Posted by: DaveL on November 25, 2003 12:02 PMWhew...good, I was worried there I didn't check dictionary.com.
Posted by: Steve on November 25, 2003 12:04 PMDeoxy - if the Democrats were running things, the Republican minority would never let their big-spending bills get passed. They'd strike their limited government pose and go on TV and torpedo the damn things. Look what happened to Hillary-care, for instance. But let Bush propose the same damn thing and they won't raise a peep.
I've got a conservative friend who votes Democrat for precisely this reason; every good small-government conservative, he says, should want Republicans in the minority because that's the only place where they actually act conservative. Take them out of minority status and who will replace them as brake on goverment expansion? No one. Current events seem to be proving him right.
Right-wingers for Dean!!!
Posted by: Brian on November 25, 2003 02:29 PMWell, like I always say: both the democrats and the republicans mouth fealty to the same outmoded theories (deficits bad, surpluses good, yadda yadda yadda), but the fortunate thing is that the republicans are much more irresponsible about practicing what they preach.
The fact is, the surpluses of the late 90s (governement surplus = destruction of private sector wealth) were directly responsible for the subsequent recession. The only way to rectify the situation was to restore the private sector balances by running a large deficit. If Gore had won, he probably would have done a Hoover-type dithering fiscal stategy, as small to moderate deficits caused by weak growth would have proven insufficient to reduce the fiscal drag. That was, in essence, the story of Japan in the 90s - surpluses during the "bubble years" of the late 80s drained private sector wealth and created a recession (and too-high taxes continued the surpluses all the way to 91), and halfhearted public works spending was never enough (because of concerns over the "deficit") to do the job, at least until recently when the government stopped giving a damn (a few years of record deficits (7%+ of GDP) while interest rates stayed comforatably in the 0% range convinced even some of those notorious dimbulbs, economists, that their "crowding out" thesis was, ahem, flawed) and ramped up deficits to 9% of GDP.

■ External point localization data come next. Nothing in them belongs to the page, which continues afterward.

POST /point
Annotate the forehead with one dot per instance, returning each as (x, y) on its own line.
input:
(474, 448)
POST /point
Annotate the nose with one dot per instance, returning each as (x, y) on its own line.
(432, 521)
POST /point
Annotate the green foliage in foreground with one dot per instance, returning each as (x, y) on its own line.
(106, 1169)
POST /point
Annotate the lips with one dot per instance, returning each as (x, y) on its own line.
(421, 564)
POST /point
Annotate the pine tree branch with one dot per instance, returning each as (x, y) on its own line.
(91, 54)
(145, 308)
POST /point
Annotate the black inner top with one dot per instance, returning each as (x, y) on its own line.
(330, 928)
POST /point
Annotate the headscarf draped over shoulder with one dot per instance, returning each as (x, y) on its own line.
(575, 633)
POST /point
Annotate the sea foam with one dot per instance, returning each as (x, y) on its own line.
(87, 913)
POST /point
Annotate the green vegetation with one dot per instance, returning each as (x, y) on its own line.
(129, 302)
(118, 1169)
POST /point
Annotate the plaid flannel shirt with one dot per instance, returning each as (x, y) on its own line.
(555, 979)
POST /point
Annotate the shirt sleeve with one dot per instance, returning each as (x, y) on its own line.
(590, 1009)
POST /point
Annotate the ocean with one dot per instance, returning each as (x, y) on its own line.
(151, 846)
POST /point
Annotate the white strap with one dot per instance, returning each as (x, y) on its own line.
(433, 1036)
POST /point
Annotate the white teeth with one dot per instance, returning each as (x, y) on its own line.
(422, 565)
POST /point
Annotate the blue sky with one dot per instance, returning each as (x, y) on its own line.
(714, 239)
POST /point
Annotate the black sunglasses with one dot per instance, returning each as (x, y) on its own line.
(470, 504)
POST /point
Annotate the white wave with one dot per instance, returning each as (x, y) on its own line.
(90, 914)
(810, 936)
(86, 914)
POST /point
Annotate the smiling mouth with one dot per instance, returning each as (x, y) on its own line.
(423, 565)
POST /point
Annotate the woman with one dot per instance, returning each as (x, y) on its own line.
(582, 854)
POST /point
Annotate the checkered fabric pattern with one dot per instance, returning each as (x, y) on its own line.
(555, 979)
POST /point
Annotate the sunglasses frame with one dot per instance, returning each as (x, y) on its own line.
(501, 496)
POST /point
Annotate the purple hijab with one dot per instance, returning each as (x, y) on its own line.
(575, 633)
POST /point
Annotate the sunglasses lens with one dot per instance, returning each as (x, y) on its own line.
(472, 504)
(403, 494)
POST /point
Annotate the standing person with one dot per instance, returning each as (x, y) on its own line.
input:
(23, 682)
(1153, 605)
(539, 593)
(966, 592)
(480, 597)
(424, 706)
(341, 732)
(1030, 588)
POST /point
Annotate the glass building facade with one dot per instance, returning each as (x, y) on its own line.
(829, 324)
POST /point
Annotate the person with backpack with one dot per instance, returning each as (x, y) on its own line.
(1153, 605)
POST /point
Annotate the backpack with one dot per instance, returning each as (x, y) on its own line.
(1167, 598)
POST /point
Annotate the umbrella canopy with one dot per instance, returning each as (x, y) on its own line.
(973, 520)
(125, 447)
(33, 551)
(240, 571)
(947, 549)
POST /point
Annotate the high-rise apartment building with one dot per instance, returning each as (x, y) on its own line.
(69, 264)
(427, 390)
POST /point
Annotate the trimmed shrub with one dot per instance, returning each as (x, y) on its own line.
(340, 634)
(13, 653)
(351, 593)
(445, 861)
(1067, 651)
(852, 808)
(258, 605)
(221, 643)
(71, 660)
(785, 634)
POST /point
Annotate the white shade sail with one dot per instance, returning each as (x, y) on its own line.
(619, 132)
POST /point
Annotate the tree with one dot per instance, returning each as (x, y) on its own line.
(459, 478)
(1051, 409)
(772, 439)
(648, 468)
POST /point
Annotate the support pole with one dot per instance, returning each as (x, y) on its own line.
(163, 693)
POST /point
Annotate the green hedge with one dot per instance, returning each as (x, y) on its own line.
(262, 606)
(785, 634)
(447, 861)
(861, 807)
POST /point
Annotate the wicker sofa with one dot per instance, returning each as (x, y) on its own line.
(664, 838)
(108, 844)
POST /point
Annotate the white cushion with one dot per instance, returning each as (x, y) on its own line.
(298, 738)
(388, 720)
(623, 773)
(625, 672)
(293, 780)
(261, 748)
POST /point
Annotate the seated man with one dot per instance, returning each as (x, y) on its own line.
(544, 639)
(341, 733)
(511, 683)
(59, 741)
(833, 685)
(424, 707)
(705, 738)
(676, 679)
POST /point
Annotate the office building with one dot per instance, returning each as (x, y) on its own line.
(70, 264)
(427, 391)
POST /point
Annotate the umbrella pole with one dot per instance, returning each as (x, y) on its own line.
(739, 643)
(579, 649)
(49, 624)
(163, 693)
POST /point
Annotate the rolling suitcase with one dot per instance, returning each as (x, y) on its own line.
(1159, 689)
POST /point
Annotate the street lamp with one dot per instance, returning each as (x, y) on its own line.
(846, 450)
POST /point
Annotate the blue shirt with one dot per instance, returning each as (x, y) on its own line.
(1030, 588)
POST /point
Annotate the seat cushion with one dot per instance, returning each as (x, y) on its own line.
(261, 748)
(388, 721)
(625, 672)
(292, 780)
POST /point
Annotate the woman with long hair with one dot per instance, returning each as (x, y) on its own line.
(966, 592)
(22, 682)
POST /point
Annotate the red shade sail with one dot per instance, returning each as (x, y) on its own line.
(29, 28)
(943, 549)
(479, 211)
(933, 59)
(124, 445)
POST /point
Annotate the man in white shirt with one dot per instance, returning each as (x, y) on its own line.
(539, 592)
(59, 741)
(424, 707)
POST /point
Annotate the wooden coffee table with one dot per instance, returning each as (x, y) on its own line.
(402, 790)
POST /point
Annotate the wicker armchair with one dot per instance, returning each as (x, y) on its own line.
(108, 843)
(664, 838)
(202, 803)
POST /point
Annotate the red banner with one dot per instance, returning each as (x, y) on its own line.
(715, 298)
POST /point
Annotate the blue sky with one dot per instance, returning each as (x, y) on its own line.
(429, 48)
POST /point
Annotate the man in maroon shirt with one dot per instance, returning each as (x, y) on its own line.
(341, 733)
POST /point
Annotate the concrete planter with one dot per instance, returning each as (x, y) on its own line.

Bush, however, was so intent on his tax cuts that he didn't let himself get scared by the deficit. And so he got us up to the 5% of GDP number we needed to replace the private assets lost to the surplus, and now it looks like we're ready to go to town. Of course, he and his advisors still think it's all to do with tax cuts themselves, and not the balanceing out of demand and supply created by the deficit, but a flawed economic theory that produces results is better than a flawed economic theory that doesn't...
Posted by: jimbo on November 25, 2003 02:59 PMThe alleged 'drag' of the federal fiscal surpluses evidently hadn't hit as of 4Q1999, which saw a sizzling gdp growth rate of 5.8% or more, iirc.
However, such a hot growth number, coming at that late date in the record long recovery, coupled with the 3.9% unemployment number, caused the Fed to imagine a return to inflationary pressures from economic bottlenecking (although little signs of inflation were present). Accordingly, the Fed made a pre-emptive strike on what they thought was the incipient inflation, with several (4?) rate hikes in a row.
It would appear the actual proximate cause of the brief recession was not any fiscal drag, but instead the Fed's paranoic tightening of monetary policy.